Nice special report in the Seattle Times about the operations in Harborview Medical Center’s emergency department. Some of the pictures are quite thought-provoking.

This article mocks some of the entries in the government’s new ICD-10 coding scheme. For example, “Bizarre personal appearance” is actually a codeable diagnosis. Estimates are that the costs for a doctor’s practice to change to the new coding system will average from $56,000 to $226,000. And sure, being required to differentiate between Orca bites and piranha bites or between first and subsequent run-ins with a lamp post may seem idiotic to most people, but if the coding isn’t accurate, it gives the government the ability to allege that there was false billing and to levy huge fines or even imprisonment. That’s no laughing matter.

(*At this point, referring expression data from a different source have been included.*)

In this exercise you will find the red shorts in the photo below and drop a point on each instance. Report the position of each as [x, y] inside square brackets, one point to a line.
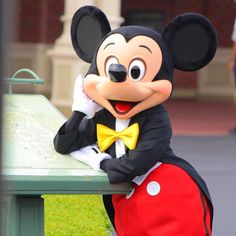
[167, 203]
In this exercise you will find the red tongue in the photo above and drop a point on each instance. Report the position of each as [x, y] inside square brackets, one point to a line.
[123, 106]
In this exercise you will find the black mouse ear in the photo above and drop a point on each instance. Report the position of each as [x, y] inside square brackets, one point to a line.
[192, 39]
[89, 25]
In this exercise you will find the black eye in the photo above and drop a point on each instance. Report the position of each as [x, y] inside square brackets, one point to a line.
[137, 70]
[109, 62]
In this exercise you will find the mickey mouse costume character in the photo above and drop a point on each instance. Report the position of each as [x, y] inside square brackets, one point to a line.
[120, 126]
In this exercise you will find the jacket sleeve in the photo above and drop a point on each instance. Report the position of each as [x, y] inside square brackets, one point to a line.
[74, 134]
[152, 144]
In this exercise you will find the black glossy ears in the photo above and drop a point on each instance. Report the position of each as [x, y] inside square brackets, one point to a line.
[89, 25]
[192, 39]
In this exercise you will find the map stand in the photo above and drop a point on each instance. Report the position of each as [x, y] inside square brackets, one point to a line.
[31, 166]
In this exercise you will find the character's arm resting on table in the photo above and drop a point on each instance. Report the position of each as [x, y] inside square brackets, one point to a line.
[74, 134]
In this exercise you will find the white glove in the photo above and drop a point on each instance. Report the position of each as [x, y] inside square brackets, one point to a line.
[91, 156]
[82, 102]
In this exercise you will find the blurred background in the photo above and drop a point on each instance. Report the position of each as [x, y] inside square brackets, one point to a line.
[203, 104]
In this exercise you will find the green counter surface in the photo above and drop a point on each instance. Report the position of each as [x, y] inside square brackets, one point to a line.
[30, 163]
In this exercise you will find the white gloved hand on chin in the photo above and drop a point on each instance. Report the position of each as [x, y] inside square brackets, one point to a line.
[91, 156]
[82, 102]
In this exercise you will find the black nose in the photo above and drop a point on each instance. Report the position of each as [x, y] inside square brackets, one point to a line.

How To Discourage A Doctor

Doctor

This post should be required reading for every physician in this country.

A physician finds a document on a chair in his hospital executive’s waiting room and reads through it, then realizes it is a manifesto on how to disempower physicians and put hospital administrators in control of patient care. The document’s title: How to Discourage A Doctor

While the physician implies that he transcribed the information from memory, the formatting breaks and text errors in the document make it appear as if the document was scanned and then the text pasted.

Transform physicians from decision makers to decision implementers. Convince them that their professional judgment regarding particular patients no longer constitutes a reliable compass. Hiring, firing, promotion, and all rewards should be based on conformity to hospital-mandated policies and procedures”
Increase physicians’ responsibility while decreasing their authority. For example, hold physicians responsible for patient satisfaction scores, but ensure that such scores are influenced by a variety of factors over which physicians have little or no control, such as information technology, hospitality of staff members, and parking. The goal of such measures is to induce a state that psychologists refer to as “learned helplessness”.
“Above all, introduce barriers between physicians and their patients. The more directly physicians and patients feel connected to one another, the greater the threat to the hospital’s control.”

Whether the entire backstory of the article is true or more of a parable, the concepts described are being implemented … and they are a serious threat to the health care in this country.

Look at some recent medical research.

This survey showed that hospital ownership of private physician practices has increased dramatically in the past 6 years. In 2008, 62% of physicians owned private practices. This year, only 35% of physicians maintain independent private practices. Only 9% of physicians “mostly agreed” that hospital employment of physicians would increase quality of care and decrease costs. 81% of physicians described themselves as “overextended” or at full capacity.

This survey showed that government regulations regarding electronic medical records are being implemented but that 75% of physicians believe that the electronic medical records increase costs and do not save time. 68% of physicians do not believe that the regulations improve productivity and 48% do not belive that the regulations support coordination of medical care.

This study showed that time lost in dealing with electronic medical records was “large and pervasive”, costing physicians an average of 48 extra minutes a day – during which they could have been performing other tasks such as patient care.

I’m sure that hospitals, their administrators, and their attorneys will all deny that they are trying to discourage physicians or to drive a wedge between physicians and their patients. Draw your own conclusions.

However, as more physicians move to hospital based practices and exhibit less autonomy, think about who stands to gain and who stands to lose from such transitions.